You also mentioned that the CEL light was still on but you saw that the sensor went to closed loop. Did the light eventually go out as well? If not, it's possible that the code has not truly cleared. The emission system/computer may started working properly (closed loop) but it didn't actually clear the error. Because I don't use your particular software I don't know how it handles error and if it keeps them "stored" until you actually clear them. There are some software packages that keep the old info so you can "track" what got done. Is it possible it's just telling you that in your history you had a P0155 and that now the new error is P0140.
Do you know if there are other codes stored that you might not be aware of.
Actual description of P0140 is
P0140 Technical Definition: ​​​Oxygen Sensor Circuit No Activity Detected (Bank 1 Sensor 2)

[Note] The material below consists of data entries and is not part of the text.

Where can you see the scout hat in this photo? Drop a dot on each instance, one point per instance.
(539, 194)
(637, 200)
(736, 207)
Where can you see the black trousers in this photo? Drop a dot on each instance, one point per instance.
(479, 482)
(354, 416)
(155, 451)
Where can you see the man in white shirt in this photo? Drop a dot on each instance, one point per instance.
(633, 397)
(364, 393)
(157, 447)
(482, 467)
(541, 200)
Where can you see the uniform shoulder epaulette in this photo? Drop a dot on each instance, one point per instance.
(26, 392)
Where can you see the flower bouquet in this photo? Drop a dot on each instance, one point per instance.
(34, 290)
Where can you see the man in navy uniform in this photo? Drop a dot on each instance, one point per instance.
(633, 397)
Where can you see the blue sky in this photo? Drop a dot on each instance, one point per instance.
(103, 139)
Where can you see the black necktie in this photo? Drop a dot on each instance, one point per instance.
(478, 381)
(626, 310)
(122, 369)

P0140 Meaning: Downstream oxygen sensor is not working properly
Most common cause: ​Faulty downstream oxygen sensor or wiring​.
very specifically: The engine code P0140 is stored in memory when the Electronic Control Unit (ECU) senses poor to no activity in the oxygen sensor corresponding to engine bank #1 (the bank of cylinders where cylinder #1 is located). The sensor 2 tag indicates the post-catalytic converter O2 sensor.
Explained as Driver side sensor, may be tracking properly (opening and closing) but the computer is not seeing a change on the down stream sensor (after cat) and since you don't have a dual exhaust this will be the same sensor. (behind the cat) as would be used by the sensor on the passenger side as well.
Cause can be bad sensor, (behind cat) bad wiring, and a bunch of other things as well (maf, etc)
Like I mentioned earlier. Changing the bad sensor (preheater actually) you probably no longer have a "lazy sensor" over there. This may now expose all the other sensors so that the computer now sees them as slow or lazy and thus change the code.
Again, I personally would clear all the codes, and then try completing a full drive cycle. See what you come up with. Remember that the computer is "learning" and trying to adjust to what's in your vehicle along with your "driving habits" and environment. If you only changed one part of the system which affects all the other parts of the system and don't re-learn their relationship to each other, you may be getting false readings. I suspect more however that your new sensor is responding the way it is supposed to, and now relative to your nice new snappy sensor, all the other sensors seem very slow to the computer. Possibly that the computer is using old data stored from the old sensors.